Over the years, I’ve seen the Queens a dozen times, including a memorably gritty gig in which they thrilled a sweaty club called Rock City in Nottingham, England. That gig occurred just as their “Songs for the Deaf” was kicking in the front doors that led them into the demolition party they threw on Saturday. Five hundred working-class yobs pogoing to “Go with the Flow” -- in the heart of Motörhead country, no less -- can’t be wrong.

Nor could the thousands jamming to the same song in the heart of Universal City years later. Through that journey, Homme and band have expanded both their fan base and their sound -- and pretty much mastered the art of the rock song. On Saturday, they illustrated their taste and melodic depth, their feel for rhythm and their ability to spin into ridiculous curlicue hooks and transfixing, never-dumb guitar solos.
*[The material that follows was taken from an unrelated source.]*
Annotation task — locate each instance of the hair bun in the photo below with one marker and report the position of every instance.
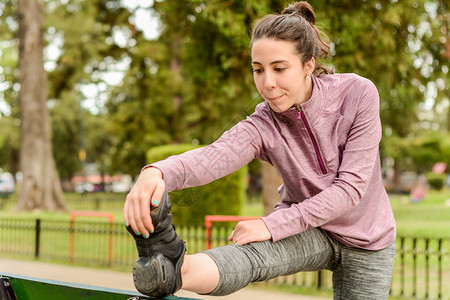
(303, 9)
The evidence was in one of the three encore songs: “I Appear Missing” from “... Like Clockwork.” A levitating mass as dense and imposing as a Richard Serra sculpture, on it Homme in perfect lyric described a soul lost within a coma, and the fans screamed every word to the devastating hook: “Shock me awake, tear me apart/Pinned like a note in a hospital gown/Prison of sleep deeper down/The rabbit hole never to be found.”

Heaviness takes many forms, and during this moment the people in the pit were no longer banging heads. Rather, they swayed, as if hypnotized and unbalanced by the musical wrecking balls hurtling toward them. Or maybe that was the Gibson’s foundations loosening a little.